DE LA STATUE D’APOLLON DE CUMES, DONT ON PRÉTEND QUE LES LARMES PRÉSAGÈRENT LA DÉFAITE DES GRECS QUE LE DIEU NE POUVAIT SECOURIR.

Il n’y a d’autre raison que cette impuissance des dieux pour expliquer les larmes que versa pendant quatre jours Apollon de Cumes, au temps de la guerre contre les Achéens et le roi Aristonicus[2]. Les aruspices effrayés furent d’avis qu’on jetât la statue dans la mer ; mais les vieillards de Cumes s’y opposèrent, disant que le même prodige avait éclaté pendant les guerres contre Antiochus et contre Persée, et que, la fortune ayant été favorable aux Romains, il avait été décrété par sénatus-consulte que des présents seraient envoyés à Apollon. Alors on fit venir d’autres aruspices plus habiles, qui déclarèrent que les larmes d’Apollon étaient de bon augure pour les Romains, parce que, Cumes étant une colonie grecque, ces larmes présageaient malheur au pays d’où elle tirait son origine. Peu de temps après on annonça que le roi Aristonicus avait été vaincu et pris : catastrophe évidemment contraire à la volonté d’Apollon, puisqu’il la déplorait d’avance et en marquait son déplaisir par les larmes de sa statue. On voit par là que les récits des poëtes, tout fabuleux qu’ils sont, nous donnent des mœurs du démon une image qui ressemble assez à la vérité. Ainsi, dans Virgile, Diane plaint Camille[3] et Hercule pleure la mort prochaine de Pallas[4]. C’est peut-être aussi pour cette raison que Numa, qui jouissait d’une paix profonde, mais sans savoir de qui il la tenait et sans se mettre en peine de le savoir, s’étant demandé dans son loisir à quels dieux il confierait le salut de Rome, Numa, dis-je, dans l’ignorance où il était du Dieu véritable et tout-puissant qui tient le gouvernement du monde, et se souvenant d’ailleurs que les dieux des Troyens apportés par Énée n’avaient pas longtemps conservé le royaume de Troie, ni celui de Lavinium qu’Énée lui-même avait fondé, Numa crut devoir ajouter d’autres dieux à ceux qui avaient déjà passé à Rome avec Romulus, comme on donne des gardes aux fugitifs et des aides aux impuissants.

CHAPITRE XII.
QUELLE MULTITUDE DE DIEUX LES ROMAINS ONT AJOUTÉE À CEUX DE NUMA, SANS QUE CETTE ABONDANCE LEUR AIT SERVI DE RIEN.

Et pourtant Rome ne daigna pas se contenter des divinités déjà si nombreuses instituées par Numa.

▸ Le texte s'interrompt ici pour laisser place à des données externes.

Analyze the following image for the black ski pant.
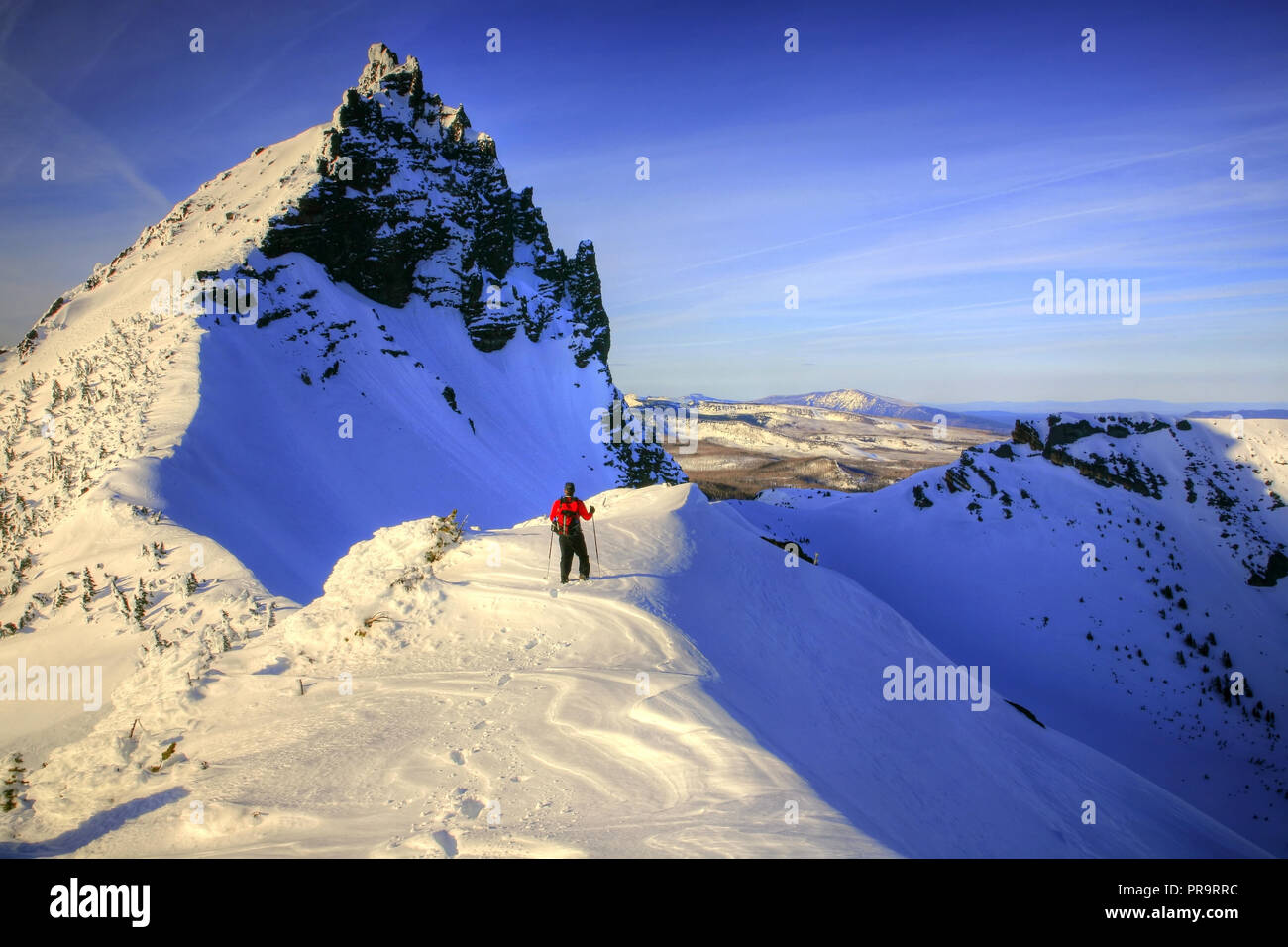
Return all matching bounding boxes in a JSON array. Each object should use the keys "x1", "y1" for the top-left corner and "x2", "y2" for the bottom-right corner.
[{"x1": 559, "y1": 530, "x2": 590, "y2": 582}]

Jupiter n’avait pas encore son temple

  1. Salluste, Conj. de Catil., chap. 6.
  2. La guerre dont il s’agit ici est évidemment celle qui fut suscitée par la succession d’Attale, roi de Pergame, succession que son neveu Aristonicus disputait aux Romains. (Voyez Tite-Live, lib. lix.) C’est par inadvertance que saint Augustin nomme les Achéens qui étaient alors entièrement vaincus et soumis.
  3. Énéide, liv. XI, vers 836-849.
  4. Énéide, liv. X, vers 464, 465.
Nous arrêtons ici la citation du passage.